Machine Learning Explainability and Robustness: Connected at the Hip
Last week, we presented a tutorial at KDD 2021 on explainability and robustness of deep neural networks and the surprising relationships between these two concepts.
You can find the tutorial slides & outline here. Stay tuned for a video sequence that we will release shortly! I created the tutorial with Matt Fredrikson, Klas Leino, Caleb Lu, Shayak Sen, and Zifan Wang — a team that has been researching these topics for over 5 years.
- Foundations of XAI: This section provides guidance on which explanation frameworks are appropriate for use and under what conditions. We highlight requirements for “good explanations”, in particular, explanation accuracy (correctly capturing drivers of model behavior), explanation generality (answering a rich set of queries about model behavior), and interpretation devices (e.g. visualization methods that make the explanations meaningful to humans), as well as how various approaches meet these requirements. We include a quick tour of gradient-based explanation methods, including Saliency Maps, Integrated Gradients, and Influence-directed Explanations.

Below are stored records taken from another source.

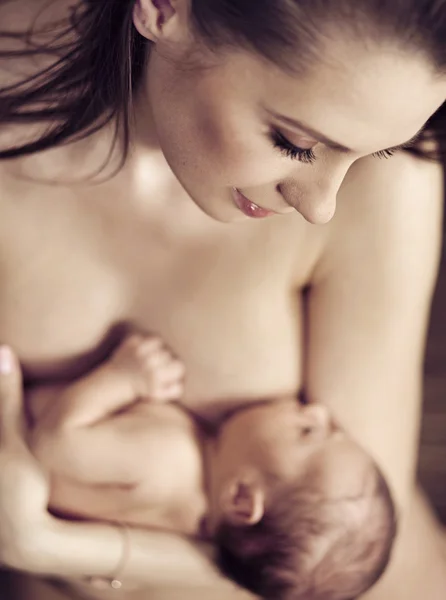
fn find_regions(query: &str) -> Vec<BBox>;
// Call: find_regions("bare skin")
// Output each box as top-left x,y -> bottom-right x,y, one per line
29,333 -> 208,534
29,331 -> 378,550
2,131 -> 444,600
1,1 -> 446,600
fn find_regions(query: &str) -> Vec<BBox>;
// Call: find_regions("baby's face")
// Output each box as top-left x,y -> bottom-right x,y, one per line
207,398 -> 374,532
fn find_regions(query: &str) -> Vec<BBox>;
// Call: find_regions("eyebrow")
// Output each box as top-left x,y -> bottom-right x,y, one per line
267,109 -> 424,154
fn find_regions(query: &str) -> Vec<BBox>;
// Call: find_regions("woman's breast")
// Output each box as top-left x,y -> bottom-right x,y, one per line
0,193 -> 305,414
0,263 -> 304,414
141,282 -> 304,416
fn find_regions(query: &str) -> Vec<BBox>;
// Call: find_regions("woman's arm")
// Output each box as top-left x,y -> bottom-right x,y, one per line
306,152 -> 443,508
304,153 -> 445,598
32,518 -> 222,585
0,349 -> 252,596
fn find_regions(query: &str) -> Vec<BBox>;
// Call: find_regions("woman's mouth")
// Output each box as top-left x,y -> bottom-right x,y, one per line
232,188 -> 278,219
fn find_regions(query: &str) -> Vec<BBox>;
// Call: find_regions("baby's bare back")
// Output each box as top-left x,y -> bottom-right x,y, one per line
30,335 -> 206,533
50,402 -> 204,530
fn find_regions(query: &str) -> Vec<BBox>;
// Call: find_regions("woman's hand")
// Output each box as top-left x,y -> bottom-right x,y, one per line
0,345 -> 53,573
0,346 -> 228,589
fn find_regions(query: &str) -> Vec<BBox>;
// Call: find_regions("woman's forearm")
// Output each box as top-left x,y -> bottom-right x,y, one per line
28,518 -> 227,588
23,385 -> 240,591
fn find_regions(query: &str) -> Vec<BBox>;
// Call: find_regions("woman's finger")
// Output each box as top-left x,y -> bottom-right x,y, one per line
0,345 -> 25,446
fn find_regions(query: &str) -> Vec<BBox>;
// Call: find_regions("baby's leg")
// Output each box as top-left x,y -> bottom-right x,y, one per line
37,334 -> 184,431
31,334 -> 184,484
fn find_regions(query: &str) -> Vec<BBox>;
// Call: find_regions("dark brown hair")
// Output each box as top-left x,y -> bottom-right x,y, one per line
215,467 -> 397,600
0,0 -> 445,163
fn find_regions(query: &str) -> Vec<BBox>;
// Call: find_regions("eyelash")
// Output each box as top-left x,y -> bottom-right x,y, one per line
271,129 -> 398,162
372,149 -> 397,159
270,130 -> 317,164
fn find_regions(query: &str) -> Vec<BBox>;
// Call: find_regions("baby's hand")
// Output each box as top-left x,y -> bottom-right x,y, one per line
110,333 -> 185,402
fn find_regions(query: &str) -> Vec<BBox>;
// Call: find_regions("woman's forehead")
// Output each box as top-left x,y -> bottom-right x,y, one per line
214,39 -> 446,155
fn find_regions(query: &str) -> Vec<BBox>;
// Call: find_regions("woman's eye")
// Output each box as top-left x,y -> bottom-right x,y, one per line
372,149 -> 396,160
270,129 -> 317,164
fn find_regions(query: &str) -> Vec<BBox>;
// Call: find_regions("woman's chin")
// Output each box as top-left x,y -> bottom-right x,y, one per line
190,197 -> 246,224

- TruLens Open Source Library: We present TruLens, a new explainability library for deep neural networks. Go play with it! Distinctively, TruLens provides a uniform API to work with models built with PyTorch, Tensorflow and Keras. You can check out the following CoLab notebooks to get started with using TruLens:
Building on Trulens, we also share a demo of Boundary Attributions, an. explanation method that takes into account decision boundaries and is suitable for accurately explaining classification decisions. You can get started with the demo Colab notebook here:
3. Foundations of Adversarial Robustness: We introduce concepts surrounding adversarial robustness, including state-of-the-art adversarial attacks as well as a range of corresponding defenses. If you are working with deep neural networks and would like to make your models robust, you will find this section useful.
4. Connecting Explainability & Adversarial Robustness: We present key insights from the recent literature on the surprising connections between explainability and adversarial robustness: (a) We show that many commonly-perceived issues with explanation methods are actually caused by a lack of robustness of the model; (b) we also show that a careful study of adversarial examples and robustness can lead to models whose explanations better appeal to human intuition and domain knowledge. This section highlights the importance of making models robust to ensure that you get meaningful explanations. As the tutorial title suggests, explainability & robustness are connected at the hip!